If this is fine so far, then I have issues with the example. Aaron Hall 6 A stopping time is not an event, it is a random variable. For a filtration, the following definition is appropriate. Here's a review of how this is done: Filtrations can also be completed. The last definition must seem awfully obscure, but it does have a place. In the theory of Markov processes , we usually allow arbitrary initial distributions, which in turn produces a large collection of distributions on the sample space. In light of the previous result, the next definition is natural.

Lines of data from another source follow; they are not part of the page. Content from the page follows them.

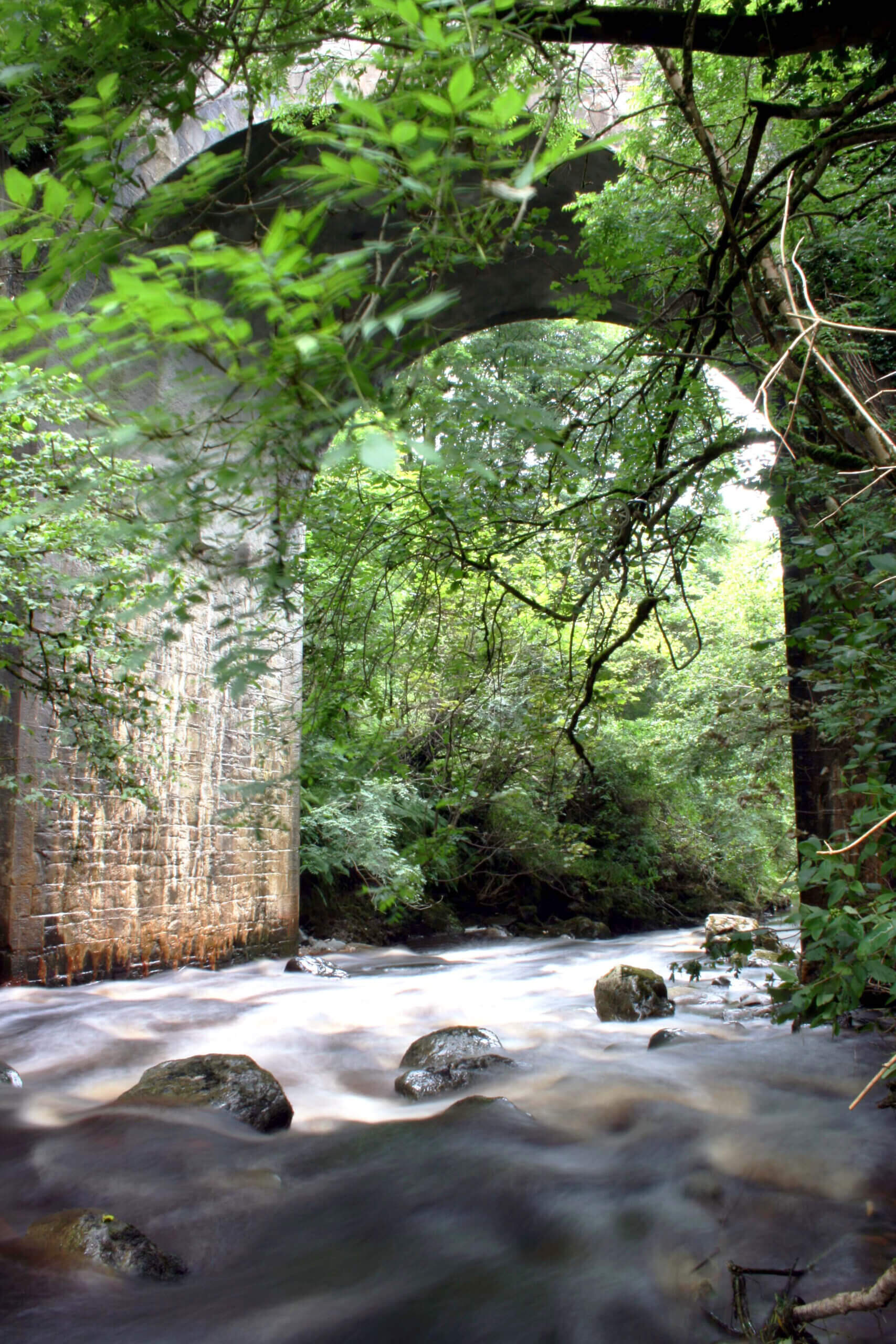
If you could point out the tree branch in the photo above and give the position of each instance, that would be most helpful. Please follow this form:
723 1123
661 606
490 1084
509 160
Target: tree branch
813 27
863 1300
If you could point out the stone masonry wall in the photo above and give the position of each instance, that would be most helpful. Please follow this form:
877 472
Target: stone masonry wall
100 886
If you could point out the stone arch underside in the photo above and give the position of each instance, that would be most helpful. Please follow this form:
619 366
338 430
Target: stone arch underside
97 886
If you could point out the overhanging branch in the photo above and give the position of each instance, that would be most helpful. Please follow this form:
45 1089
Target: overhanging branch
813 27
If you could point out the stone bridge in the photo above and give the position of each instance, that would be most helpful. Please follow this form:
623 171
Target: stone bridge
97 886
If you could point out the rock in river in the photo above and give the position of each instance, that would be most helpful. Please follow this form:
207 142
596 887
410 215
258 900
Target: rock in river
105 1240
316 967
669 1037
220 1083
449 1059
721 927
630 994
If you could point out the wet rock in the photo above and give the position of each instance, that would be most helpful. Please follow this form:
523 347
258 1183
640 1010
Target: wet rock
718 936
480 1108
585 929
316 945
419 1084
105 1240
632 994
316 967
220 1083
719 925
448 1046
448 1059
669 1037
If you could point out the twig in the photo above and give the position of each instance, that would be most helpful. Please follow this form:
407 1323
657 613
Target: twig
863 1300
828 853
875 1079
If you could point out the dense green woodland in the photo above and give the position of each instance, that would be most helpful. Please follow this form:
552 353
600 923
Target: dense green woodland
546 676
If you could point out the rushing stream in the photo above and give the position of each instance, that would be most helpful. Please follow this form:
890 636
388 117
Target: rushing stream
605 1218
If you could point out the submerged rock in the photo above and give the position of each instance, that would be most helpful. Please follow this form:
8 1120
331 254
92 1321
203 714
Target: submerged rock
722 924
448 1046
220 1083
479 1108
721 927
669 1037
105 1240
448 1059
632 994
316 967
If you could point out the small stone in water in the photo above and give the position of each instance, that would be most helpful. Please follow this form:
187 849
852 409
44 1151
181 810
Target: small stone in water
429 1083
316 967
105 1240
448 1059
219 1083
669 1037
632 994
449 1046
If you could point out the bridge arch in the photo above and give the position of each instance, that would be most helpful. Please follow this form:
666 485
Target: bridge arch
97 886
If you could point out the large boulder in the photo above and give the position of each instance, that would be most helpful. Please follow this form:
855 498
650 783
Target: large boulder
448 1059
632 994
8 1076
220 1083
105 1240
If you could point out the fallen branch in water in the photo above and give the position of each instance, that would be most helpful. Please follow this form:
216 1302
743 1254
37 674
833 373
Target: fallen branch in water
863 1300
790 1315
875 1079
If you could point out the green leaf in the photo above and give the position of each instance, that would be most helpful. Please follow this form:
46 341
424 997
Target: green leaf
19 188
108 87
378 452
461 85
364 171
404 132
407 10
56 198
433 102
508 104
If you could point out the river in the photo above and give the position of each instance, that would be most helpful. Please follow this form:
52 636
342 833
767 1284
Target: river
602 1211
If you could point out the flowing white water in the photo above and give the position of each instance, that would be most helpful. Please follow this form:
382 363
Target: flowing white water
586 1223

Right continuous filtrations have some nice properties, as we will see later.

IF I COULD FREEZE TIME!

If the original filtration is not right continuous, the slightly refined filtration is:. The reason for this is to preserve the meaning of time converging to infinity. In a sense, a stopping time is a random time that does not require that we see into the future. The term stopping time comes from gambling. Consider a gambler betting on games of chance. The gambler's decision to stop gambling at some point in time and accept his fortune must define a stopping time. That is, the gambler can base his decision to stop gambling on all of the information that he has at that point in time, but not on what will happen in the future.

The terms Markov time and optional time are sometimes used instead of stopping time. This is very simple. So, the finer the filtration, the larger the collection of stopping times. But this filtration corresponds to having complete information from the beginning of time, which of course is usually not sensible. The converse to part a or equivalently b is not true, but in continuous time there is a connection to the right-continuous refinement of the filtration. The following corollary now follows.

The converse to part c of the result above holds in discrete time.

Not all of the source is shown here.